Several political leaders and activists in Nagorno-Kharabakh met with the head of the Russian Peacekeepers to discuss the situation, after which some of the participants told media that they weren’t satisfied with assurances that the incidents would not be repeated and organised a protest action the next day, carrying banners reading: "Peacekeepers, where is the peace you promised?", "Stop Azerbaijani aggression", and "Return Parukh and Khtsaberd."

Eduard Aghajanian, the chairman of the Foreign Relations Committee, also expressed dismay that: "advancing Azerbaijani armed forces appeared behind the Russian peacekeepers’ backs" and said he expected "clear answers from our Russian partners about the conditions in which this happened".

The 2022-23 blockade of the Lachin corridor, resulted in renewed criticism of the peacekeepers. On 22 December 2022 Prime Minister Nikol Pashinyan stated that the peacekeeping contingent was not "fulfilling its obligation to control the Lachin corridor". He later underlined the importance of the peacekeeping mission, reminding that peacekeepers and the Russian Federation has made specific commitments to ensure the security of the Nagorno-Karabakh people and asked for clarifications on: "How does the Russian Federation assess the situation?
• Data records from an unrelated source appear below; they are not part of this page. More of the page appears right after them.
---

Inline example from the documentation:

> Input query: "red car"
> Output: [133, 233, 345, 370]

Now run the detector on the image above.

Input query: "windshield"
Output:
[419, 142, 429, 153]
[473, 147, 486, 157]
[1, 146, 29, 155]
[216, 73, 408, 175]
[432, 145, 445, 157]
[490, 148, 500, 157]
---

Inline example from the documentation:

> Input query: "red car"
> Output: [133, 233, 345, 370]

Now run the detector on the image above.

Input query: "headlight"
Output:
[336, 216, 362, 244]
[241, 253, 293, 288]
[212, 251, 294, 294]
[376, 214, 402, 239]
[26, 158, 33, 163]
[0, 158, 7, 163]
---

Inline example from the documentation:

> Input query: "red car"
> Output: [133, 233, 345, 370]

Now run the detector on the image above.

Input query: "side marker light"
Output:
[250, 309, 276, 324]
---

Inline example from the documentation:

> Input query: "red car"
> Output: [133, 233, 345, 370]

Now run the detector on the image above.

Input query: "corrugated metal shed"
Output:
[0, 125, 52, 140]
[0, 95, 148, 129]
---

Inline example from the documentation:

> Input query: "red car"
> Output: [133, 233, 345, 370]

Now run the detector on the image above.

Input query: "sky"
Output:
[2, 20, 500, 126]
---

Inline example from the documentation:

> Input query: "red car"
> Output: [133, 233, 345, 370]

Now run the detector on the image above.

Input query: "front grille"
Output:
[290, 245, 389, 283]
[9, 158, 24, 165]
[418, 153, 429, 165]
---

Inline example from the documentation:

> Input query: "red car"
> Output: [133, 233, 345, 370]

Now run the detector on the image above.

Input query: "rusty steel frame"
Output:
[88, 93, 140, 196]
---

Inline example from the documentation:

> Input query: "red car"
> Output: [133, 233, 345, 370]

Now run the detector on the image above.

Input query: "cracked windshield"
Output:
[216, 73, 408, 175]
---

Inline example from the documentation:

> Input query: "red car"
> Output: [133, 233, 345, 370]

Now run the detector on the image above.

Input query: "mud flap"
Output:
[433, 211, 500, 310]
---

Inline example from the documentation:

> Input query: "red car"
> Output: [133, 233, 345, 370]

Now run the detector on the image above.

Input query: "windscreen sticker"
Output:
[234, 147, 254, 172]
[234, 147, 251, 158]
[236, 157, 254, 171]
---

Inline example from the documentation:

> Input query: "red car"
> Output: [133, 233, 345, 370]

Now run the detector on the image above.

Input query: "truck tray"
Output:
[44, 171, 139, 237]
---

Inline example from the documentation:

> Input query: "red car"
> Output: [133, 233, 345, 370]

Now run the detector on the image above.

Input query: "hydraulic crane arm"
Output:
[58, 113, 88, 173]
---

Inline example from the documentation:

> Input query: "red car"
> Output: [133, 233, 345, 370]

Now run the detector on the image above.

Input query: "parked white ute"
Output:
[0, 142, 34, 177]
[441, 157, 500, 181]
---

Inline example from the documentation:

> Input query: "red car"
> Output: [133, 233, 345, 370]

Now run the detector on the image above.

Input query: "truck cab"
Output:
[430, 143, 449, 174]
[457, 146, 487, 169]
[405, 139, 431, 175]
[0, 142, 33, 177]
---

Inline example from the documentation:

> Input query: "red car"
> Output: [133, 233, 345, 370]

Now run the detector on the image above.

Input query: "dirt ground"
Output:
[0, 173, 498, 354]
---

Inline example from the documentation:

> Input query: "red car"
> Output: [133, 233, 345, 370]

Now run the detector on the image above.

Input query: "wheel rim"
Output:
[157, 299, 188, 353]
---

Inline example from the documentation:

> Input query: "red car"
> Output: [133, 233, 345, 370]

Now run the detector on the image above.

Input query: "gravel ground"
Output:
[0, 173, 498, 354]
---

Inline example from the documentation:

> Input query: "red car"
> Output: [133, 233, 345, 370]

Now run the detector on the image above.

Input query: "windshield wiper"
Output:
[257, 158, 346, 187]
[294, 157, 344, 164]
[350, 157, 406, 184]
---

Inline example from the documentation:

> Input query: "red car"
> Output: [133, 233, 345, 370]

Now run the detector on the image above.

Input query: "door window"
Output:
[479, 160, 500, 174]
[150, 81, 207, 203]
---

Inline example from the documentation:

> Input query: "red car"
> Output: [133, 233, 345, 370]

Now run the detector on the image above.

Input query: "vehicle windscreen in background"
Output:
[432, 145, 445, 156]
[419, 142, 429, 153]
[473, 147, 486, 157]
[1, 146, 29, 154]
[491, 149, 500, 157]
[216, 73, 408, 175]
What is its plan and road map to restore the Lachin corridor" also stating that if Russia "is unable to ensure stability and security in Nagorno-Karabakh for objective or subjective reasons, it should initiate discussions in the UN Security Council on giving Russian peacekeeping forces in Nagorno-Karabakh a UN Security Council mandate or sending additional multinational peacekeeping forces to Nagorno-Karabakh."

==== International bodies ====
The U.S. Helsinki Commission also criticised Russian peacekeepers role in the blockade of Artsakh: "This disturbing situation is further evidence that Russia is neither a reliable security provider nor a legitimate broker for peace in the South Caucasus".

In a letter to the US State Department, Senators Bob Menendez (Chairman of the Senate Foreign Relations Committee) and Jack Reed (Chairman of the Senate Armed Services Committee) also state that "Russian forces entrusted with keeping the peace have clearly failed in their duties".

The European Parliament adopted a resolution condemning the blockade of Artsakh and among other things also condemning "the inaction of Russian ‘peacekeepers’; considers that their replacement with OSCE international peacekeepers, under a UN mandate, should be negotiated urgently".

The Dutch Parliament in a resolution on the Lachin corridor blockade stated that: "Russian peacekeepers do not intervene in that area, and that this situation threatens to create a humanitarian emergency for the population of Nagorno-Karabakh."

Senior EU official blamed the Russian peacekeeping mission for green-lighting "Azerbaijan's blitzkrieg against Armenians" in Nagorno-Karabakh in September 2023, to destabilise Armenia and achieve change of leadership and of the current democratically elected prime minister "to be replaced by a pro-Russian figure".